According to the USDA Nutrient National database, sunflower seeds are filled with vitamins and lipids that are good for your body [1]. They also contain a fair amount of protein and dietary fibre, which makes them more nutritious than some other seeds. Sunflower seeds are mineral rich and contain calcium, iron, magnesium, phosphorus, potassium, sodium, and zinc [2]. Sunflower seeds also contain Vitamin C, riboflavin, thiamine, niacin, Vitamin B-6, Folate, Vitamin B-12, Vitamin A (RAE), Vitamin A (IU), Vitamin E, Vitamin D2 and D3, and Vitamin K. 

The lipids in sunflower seeds are what make them good for heart health, as they contain unsaturated fat.

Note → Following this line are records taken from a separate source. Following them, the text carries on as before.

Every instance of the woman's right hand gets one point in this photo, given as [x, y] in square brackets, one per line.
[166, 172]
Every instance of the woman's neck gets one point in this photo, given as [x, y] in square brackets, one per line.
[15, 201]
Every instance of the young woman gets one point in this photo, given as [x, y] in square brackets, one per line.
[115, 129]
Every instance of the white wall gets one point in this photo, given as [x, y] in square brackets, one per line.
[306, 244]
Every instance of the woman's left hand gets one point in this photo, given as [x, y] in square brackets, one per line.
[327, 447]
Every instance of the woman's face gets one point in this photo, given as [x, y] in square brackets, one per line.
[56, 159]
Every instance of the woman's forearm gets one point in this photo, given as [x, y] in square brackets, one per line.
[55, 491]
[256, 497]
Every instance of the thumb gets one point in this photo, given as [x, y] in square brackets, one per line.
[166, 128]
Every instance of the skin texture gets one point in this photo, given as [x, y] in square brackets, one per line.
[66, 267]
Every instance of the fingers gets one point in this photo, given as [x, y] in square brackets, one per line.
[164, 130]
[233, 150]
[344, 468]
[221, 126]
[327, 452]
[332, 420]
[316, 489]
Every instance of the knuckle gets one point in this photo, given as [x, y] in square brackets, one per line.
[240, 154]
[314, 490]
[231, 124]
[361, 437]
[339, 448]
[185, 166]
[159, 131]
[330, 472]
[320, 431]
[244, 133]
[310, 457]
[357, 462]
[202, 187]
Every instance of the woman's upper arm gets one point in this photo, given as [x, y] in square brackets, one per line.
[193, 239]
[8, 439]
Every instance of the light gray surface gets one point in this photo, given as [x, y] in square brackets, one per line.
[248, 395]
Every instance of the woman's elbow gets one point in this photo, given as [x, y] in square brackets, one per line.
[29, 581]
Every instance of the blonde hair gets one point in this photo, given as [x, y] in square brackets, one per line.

Per 100g, sunflower seeds on average have around 18g of monounsaturated fats and 23g of polyunsaturated fats [3]. Both these values vastly outstrip the 4g of saturated fat, or the bad kind of fat, present in the seeds. 

Are sunflower seeds really good for you?  

Yes. They help with cholesterol management

The high amount of unsaturated fats in sunflower seeds versus the amount of saturated fats makes them a good source of healthy fats required for the human body. By replacing saturated fats in your diet, like meats, hard cheeses, cakes, and so on with small amounts of healthy fats like sunflower seeds, you can reduce your cholesterol levels and also prevent them from rising [4]. 


Yes. They are a healthy and nutritious snack food

 As sunflower seeds contain significant amounts of proteins and dietary fibre, they are excellent snack foods. Hulled sunflower seeds contain less fibre than unhulled ones, and should be eaten more if possible


Yes. They can help prevent bladder cancer

According to the NHS, replacing saturated fats in your diets with sunflower seeds can help reduce your risk for bladder cancer [6]. A low-fat, high fibre diet is prescribed for bladder cancer, a diet that works well with sunflower seeds as they are naturally low fat and high fibre. Sunflower seeds also help with bowel cancer, hypertension, and cardiac health. 

As a snack food or in small quantities in the form of oil, sunflower seeds can have a positive impact on your health, especially if they replace the saturated fats in your diet. Start using sunflower seeds in your diet today to see a healthy change in your body.